In past years, the increase in the contract cost has been manageable, typically around 5%.
This year, the increase ia very significant. The initial sheriff's contract proposal came in at over $3.5M.
That has since been revised downward slightly.
2025-2026 Budget:
LAH General Fund Revenues: $14.5M
Sheriff's Contract: $2.75M
Private Security: $0.5M
2026-2027 Budget:
LAH General Fund Revenues: $14.5M
Sheriff's Contract: $3.38M (+22% over previous year)
Private Security (est.): $0.5M
How much coverage do we get for this level of service?
This includes 5,421 hours of Patrol coverage by 1 deputy. That is 62% of the 8,760 hours in a year.
It also includes 1,860 hours of traffic enforcement. The town is considering exchanging a portion of the traffic officer hours for additional patrol offier hours.
Below is the breakdown for all three cities:
Note that the actual cost of the deputy hours for Los Altos Hills is $1.5M.
The rest is support services, overhead and (modest) equipment costs: $1.88M
The current draft county budget (which currently eliminates the Sheriff's contract for the three cities) shows cost reductions in the amount of $28M if the contracts for the three cities are cancelled. This contrasts with the three city total cost of $38M in the table below.
Under California Government Code Sec § 51350 , all costs incurred with the county providing a contracted service to a city must be charged to the city. Reflexively, a county cannot charge a city for those portion of the costs which are made available to all portions of the county, or which are general overhead costs of operation of the county government.
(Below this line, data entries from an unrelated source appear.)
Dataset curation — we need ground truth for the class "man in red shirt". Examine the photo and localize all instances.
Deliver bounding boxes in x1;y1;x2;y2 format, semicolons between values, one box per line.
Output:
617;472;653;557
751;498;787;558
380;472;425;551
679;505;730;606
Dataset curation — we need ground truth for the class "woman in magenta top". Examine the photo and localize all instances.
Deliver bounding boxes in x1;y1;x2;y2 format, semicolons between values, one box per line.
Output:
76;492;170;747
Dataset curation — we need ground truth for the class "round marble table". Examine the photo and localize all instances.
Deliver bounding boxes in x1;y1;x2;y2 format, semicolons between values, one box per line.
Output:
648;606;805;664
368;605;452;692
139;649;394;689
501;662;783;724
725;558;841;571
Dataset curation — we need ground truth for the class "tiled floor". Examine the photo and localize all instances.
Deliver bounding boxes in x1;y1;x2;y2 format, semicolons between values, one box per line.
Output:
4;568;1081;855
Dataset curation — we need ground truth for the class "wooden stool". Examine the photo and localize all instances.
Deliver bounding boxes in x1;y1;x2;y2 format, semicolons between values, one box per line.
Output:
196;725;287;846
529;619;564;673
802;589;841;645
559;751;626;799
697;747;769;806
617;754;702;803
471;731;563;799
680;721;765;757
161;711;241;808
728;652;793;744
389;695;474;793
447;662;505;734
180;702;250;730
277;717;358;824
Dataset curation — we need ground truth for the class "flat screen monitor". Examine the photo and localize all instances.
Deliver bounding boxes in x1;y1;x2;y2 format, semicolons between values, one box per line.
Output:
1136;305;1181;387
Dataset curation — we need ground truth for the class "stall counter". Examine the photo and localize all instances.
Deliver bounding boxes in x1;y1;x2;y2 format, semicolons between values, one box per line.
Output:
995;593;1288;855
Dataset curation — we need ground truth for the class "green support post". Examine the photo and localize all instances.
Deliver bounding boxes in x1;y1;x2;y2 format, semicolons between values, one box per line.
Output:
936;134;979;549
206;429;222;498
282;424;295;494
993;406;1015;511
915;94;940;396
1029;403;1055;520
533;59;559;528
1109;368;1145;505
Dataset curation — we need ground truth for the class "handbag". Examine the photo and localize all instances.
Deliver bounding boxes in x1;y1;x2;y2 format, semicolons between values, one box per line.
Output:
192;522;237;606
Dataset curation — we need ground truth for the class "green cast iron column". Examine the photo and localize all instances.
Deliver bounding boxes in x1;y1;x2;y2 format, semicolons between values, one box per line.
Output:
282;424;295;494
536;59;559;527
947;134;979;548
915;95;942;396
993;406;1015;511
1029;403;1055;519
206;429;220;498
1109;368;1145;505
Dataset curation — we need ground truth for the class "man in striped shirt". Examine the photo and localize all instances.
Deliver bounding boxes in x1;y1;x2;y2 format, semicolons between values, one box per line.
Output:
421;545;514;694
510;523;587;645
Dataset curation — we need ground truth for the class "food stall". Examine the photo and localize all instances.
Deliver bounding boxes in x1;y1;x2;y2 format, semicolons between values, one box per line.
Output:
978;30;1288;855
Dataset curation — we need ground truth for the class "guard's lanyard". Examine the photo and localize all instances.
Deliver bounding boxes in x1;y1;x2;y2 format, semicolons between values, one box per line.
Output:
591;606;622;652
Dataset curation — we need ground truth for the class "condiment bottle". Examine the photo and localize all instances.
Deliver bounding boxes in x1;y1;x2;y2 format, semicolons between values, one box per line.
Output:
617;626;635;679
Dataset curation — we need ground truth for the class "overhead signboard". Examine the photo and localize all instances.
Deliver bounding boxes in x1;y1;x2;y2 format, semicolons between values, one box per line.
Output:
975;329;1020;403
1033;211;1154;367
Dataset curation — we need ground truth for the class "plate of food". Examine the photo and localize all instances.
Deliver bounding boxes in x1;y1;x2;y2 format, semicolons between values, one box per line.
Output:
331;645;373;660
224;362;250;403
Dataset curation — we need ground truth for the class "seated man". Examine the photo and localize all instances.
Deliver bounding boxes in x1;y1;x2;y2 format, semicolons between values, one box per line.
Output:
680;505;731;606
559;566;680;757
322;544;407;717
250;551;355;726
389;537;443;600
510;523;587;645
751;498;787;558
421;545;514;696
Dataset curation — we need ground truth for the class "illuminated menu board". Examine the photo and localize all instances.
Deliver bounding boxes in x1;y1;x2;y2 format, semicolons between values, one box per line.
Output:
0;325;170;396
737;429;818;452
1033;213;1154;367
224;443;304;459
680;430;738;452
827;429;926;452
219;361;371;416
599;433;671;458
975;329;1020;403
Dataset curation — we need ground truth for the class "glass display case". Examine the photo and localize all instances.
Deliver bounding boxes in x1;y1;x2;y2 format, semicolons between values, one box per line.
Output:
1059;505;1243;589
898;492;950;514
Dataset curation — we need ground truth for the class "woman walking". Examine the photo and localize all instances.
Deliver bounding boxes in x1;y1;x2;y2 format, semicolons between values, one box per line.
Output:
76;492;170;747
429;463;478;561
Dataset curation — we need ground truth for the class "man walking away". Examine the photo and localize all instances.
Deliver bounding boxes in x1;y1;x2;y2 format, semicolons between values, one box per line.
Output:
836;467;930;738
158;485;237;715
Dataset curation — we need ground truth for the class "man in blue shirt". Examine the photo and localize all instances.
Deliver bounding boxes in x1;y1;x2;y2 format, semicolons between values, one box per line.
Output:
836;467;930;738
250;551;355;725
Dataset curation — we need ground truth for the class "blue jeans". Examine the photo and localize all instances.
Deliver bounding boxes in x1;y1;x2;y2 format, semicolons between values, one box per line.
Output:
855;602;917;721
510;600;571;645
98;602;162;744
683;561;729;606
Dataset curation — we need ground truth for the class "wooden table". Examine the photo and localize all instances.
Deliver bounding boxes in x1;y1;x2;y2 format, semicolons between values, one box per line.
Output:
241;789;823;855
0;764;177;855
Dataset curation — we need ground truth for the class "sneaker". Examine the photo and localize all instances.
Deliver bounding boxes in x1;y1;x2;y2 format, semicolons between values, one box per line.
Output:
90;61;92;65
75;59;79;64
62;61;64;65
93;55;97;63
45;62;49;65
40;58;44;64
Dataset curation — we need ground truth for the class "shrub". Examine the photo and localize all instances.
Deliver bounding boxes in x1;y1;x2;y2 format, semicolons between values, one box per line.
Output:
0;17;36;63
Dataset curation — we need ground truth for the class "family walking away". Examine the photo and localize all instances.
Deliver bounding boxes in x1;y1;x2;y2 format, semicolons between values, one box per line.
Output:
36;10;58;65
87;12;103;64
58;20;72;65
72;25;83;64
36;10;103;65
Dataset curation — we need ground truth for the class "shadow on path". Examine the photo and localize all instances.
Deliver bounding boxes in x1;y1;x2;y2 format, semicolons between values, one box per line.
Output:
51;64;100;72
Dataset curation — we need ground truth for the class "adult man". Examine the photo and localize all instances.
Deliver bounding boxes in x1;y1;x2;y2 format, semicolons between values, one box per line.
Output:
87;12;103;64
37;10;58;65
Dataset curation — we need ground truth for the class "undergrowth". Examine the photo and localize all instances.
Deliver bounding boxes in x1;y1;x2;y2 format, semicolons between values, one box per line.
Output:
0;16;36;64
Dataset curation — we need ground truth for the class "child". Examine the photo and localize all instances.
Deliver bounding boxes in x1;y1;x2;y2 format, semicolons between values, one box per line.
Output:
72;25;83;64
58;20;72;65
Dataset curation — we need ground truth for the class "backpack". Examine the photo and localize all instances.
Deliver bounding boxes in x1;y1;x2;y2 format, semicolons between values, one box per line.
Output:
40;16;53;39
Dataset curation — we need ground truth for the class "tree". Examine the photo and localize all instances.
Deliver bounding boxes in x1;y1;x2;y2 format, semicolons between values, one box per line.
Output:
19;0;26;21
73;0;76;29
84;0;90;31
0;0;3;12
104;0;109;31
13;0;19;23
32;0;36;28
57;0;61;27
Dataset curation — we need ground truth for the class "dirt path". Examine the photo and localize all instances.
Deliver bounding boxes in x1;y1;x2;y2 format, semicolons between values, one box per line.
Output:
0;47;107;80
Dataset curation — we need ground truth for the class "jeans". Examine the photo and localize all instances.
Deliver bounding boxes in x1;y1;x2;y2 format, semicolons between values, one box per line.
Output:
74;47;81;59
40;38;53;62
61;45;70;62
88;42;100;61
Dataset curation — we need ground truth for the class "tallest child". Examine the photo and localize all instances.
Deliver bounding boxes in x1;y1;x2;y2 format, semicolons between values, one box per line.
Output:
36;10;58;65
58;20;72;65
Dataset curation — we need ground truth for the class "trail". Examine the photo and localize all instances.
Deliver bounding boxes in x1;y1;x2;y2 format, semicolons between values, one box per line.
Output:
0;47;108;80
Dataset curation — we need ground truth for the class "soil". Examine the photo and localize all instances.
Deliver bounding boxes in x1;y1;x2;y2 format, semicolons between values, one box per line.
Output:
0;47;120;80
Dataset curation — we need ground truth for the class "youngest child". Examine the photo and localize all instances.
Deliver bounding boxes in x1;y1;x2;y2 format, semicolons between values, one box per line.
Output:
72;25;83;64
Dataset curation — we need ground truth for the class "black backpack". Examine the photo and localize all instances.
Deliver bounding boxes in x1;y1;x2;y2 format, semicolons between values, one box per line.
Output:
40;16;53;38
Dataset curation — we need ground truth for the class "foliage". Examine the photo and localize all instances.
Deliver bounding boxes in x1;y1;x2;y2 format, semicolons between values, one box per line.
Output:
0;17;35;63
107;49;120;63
This is the key point in the negotiation: which costs are overhead costs that are attributable to overall count operations and which costs are incurred pursuant to providing the service to the city. We need to close on this soon. Additionally, the draft contract proposed by the county has a number of open-ended cost factors that are undefined at this time.
Long term, it is clear that the town would benefit from increased patrol coverage at more efficient cost with our own police department. While that would be beneficial from an ROI perspective, it would also result in an increased total budget for police services.